Friday, June 24, 2005

la chica esta loca

R., the day-time prep chef, laughs with boyish abandon - a deep guffaw that echoes throughout the entire kitchen. He, like S., speaks no English - only the occasional "okay thank you very much" in a parroting mock of the Chef's orders. He sings Spanish songs at the top of his lungs until someone yells "Callate per favore! I can't hear a goddamned thing!" And he grins, sheepishly, muttering something about merda and tu madre. He is short and stout with a wide, expressive mouth and perpetually greased-back black hair that hangs in a limp pony-tail. When he told me that he is 22 - "mismo como tu" - I could hardly believe him. His skin is deeply weathered, tough. We are the same age - yet his face shows an unsheltered, working life, while my own is almost embarrassingly fresh with the bubbly scent of academia. He hacks at the animal carcasses living in the walk in fridge, a large cleaver expertly handled, until 7 each night. He bikes home to Chelsea, returns the next morning at nine.

Last night, in a goofily uncommunicative Spanish conversation, he asked me if I liked the work I was doing. I shrugged, si. I attempted to tell him that I love cooking - that dishwashing and prepping vegetables are not my occupation of choice, but I want to learn about the food and the restaurant. He looked at me like I was insane - work is just work for him here; he doesn't see the beauty of a perfectly poached piece of salmon. (either that or I horribly butchered my Spanish and told him that I actually have deeply romantic feelings for fillet of bluefish.) But then he smiled; said, shaking his head, mucho trabajo per una chica. And began to sing, at the top of his lungs - La chica esta loca.. loca... llllllllllloca! Accompanied by a little squat dance, I almost chopped off my fingers instead of the garlic heads I was laughing so hard.

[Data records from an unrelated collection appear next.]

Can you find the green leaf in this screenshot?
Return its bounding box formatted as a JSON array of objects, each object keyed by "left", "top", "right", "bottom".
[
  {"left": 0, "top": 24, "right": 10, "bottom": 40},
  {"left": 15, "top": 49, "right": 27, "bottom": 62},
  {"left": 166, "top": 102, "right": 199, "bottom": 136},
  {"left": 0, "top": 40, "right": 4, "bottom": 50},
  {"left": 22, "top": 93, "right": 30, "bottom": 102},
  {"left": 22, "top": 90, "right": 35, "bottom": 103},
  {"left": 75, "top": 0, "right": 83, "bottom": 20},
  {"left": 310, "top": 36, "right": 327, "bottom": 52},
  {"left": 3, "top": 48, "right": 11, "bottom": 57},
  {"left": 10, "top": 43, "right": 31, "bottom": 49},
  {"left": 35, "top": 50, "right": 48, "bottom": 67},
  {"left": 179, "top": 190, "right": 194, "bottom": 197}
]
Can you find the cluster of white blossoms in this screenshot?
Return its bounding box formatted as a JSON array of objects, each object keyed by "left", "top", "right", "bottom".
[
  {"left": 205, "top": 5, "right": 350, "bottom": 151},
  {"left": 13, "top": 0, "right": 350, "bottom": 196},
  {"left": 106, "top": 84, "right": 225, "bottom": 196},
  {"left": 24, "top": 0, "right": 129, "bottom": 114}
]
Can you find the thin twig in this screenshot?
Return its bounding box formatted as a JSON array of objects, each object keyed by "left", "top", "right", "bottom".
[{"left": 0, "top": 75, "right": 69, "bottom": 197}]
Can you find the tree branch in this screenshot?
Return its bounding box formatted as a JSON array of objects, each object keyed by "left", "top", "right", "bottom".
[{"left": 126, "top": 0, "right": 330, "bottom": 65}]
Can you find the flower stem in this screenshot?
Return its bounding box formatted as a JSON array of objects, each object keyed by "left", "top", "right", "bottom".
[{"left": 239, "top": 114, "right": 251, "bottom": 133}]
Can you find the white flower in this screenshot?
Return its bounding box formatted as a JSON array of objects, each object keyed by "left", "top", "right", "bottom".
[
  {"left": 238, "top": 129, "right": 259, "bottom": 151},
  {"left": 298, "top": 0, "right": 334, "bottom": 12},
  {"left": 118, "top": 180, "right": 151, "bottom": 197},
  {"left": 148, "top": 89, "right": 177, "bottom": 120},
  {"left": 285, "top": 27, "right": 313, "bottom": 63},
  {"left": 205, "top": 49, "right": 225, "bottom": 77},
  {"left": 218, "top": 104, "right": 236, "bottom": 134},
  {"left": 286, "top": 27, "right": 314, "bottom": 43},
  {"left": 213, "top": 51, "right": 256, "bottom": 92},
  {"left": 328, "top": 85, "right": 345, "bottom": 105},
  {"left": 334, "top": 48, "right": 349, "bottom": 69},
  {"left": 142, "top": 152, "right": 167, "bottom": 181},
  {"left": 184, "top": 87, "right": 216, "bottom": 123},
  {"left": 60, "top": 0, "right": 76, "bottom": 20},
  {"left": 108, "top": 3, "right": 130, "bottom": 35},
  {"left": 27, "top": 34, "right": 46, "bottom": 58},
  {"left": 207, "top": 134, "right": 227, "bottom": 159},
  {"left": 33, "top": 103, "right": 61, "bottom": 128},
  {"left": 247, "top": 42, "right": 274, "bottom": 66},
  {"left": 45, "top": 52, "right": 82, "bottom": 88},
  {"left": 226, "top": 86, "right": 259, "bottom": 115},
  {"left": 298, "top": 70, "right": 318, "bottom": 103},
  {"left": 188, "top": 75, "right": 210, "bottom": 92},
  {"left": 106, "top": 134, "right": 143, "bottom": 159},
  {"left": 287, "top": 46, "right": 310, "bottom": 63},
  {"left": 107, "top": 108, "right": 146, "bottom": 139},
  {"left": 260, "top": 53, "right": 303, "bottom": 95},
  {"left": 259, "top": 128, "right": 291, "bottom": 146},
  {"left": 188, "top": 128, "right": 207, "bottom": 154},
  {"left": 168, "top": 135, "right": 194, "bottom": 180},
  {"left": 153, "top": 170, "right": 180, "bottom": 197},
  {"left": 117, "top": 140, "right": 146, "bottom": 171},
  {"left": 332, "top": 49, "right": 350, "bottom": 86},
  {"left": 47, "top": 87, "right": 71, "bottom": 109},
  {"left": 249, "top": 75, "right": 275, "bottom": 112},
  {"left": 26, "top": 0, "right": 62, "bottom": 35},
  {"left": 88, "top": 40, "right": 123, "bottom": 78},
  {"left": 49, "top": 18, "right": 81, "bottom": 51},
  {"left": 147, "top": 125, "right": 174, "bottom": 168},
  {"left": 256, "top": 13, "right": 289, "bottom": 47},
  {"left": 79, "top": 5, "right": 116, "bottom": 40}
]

Later in service, I looked over from the sink where I was dutifully scrubbing a sauté pan, and saw the Chef staring at a large knife, grasping it tightly by the handle, its long sharp edge horizontal to the ground. He brought the blade, sideways, up to his face, and smelled the metal - slowly, painstakingly, sliding it lengthwise under his nose. It was as if he were using his whole body in a concentrated focus of inspection - to feel the knife, to understand it, to integrate it into his own being and imbibe it with his own senses. It was no longer a physical object, but a part of the Chef himself. He looked up, meeting my curious gaze - and whether it was the hard glint of the steel knife as it reflected the bright kitchen lights or the quick flash of his eyes, sprung from a more interior source, I seriously wondered: if R. thinks I'm crazy, what must he think of the Chef?